Monitoring the Process
The complex sequence of processes required to purify wastewater into components that can be safely recycled requires intensive monitoring and control.
Operations Supervision
The SCADA (Supervisory Control and Data Acquisition System) monitors 400 data points at the treatment plant and graphically displays for the operator what is happening at each step along the way from the headworks to the outfall.
More than 130 alarms warn the operator of conditions that could indicate problems in the plant or the collection system.
Operators also perform plant walk-throughs and collection systems inspections during each of the three shifts to assure that wastewater collection and treatment proceeds safety and effectively.
Laboratory Supervision
DMRs (Daily Monitoring Reports) kept by Laboratory personnel document total flow, biological oxygen demand, total suspended solids, ammonia-nitrogen, pH, temperature, and amounts of numerous monitored substances in the plant and in the river. These are reported to the Illinois Environmental Protection Agency monthly.
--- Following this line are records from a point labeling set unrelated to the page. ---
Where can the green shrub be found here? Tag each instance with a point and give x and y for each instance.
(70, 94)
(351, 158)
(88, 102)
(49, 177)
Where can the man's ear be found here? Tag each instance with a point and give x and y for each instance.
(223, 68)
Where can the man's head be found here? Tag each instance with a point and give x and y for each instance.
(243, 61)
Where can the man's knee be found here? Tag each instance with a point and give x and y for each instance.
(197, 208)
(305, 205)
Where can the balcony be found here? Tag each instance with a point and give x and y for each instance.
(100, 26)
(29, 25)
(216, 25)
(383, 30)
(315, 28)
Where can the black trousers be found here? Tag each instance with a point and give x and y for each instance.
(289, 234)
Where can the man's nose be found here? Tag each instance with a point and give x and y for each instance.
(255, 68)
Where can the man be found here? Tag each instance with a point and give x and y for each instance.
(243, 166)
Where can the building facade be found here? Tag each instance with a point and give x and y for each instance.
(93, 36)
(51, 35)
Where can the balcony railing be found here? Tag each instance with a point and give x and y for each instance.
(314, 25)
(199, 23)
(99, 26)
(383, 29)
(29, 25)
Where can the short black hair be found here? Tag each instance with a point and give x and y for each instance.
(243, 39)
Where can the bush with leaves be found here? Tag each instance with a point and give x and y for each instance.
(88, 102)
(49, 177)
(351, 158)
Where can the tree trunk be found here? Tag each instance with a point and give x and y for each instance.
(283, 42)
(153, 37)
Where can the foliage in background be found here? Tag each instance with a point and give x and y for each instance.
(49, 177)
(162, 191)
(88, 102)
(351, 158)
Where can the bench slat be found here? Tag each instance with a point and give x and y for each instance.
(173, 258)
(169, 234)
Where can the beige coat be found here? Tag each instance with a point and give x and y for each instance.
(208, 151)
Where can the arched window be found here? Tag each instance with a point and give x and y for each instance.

The lab is also responsible for taking samples that are tested and summarized in quarterly reports on Influent, Effluent and Sludge with monitoring of many substances in addition to those above.
Yearly, the District submits measurements on more than one hundred metals and organic priority pollutants.
The amounts of each substance that the District is allowed to discharge is determined by formulas provided under the District's NPDES (National Pollutant Discharge Elimination System) permit issued by the United States Environmental Protection Agency and enforced by the Illinois Environmental Protection Agency.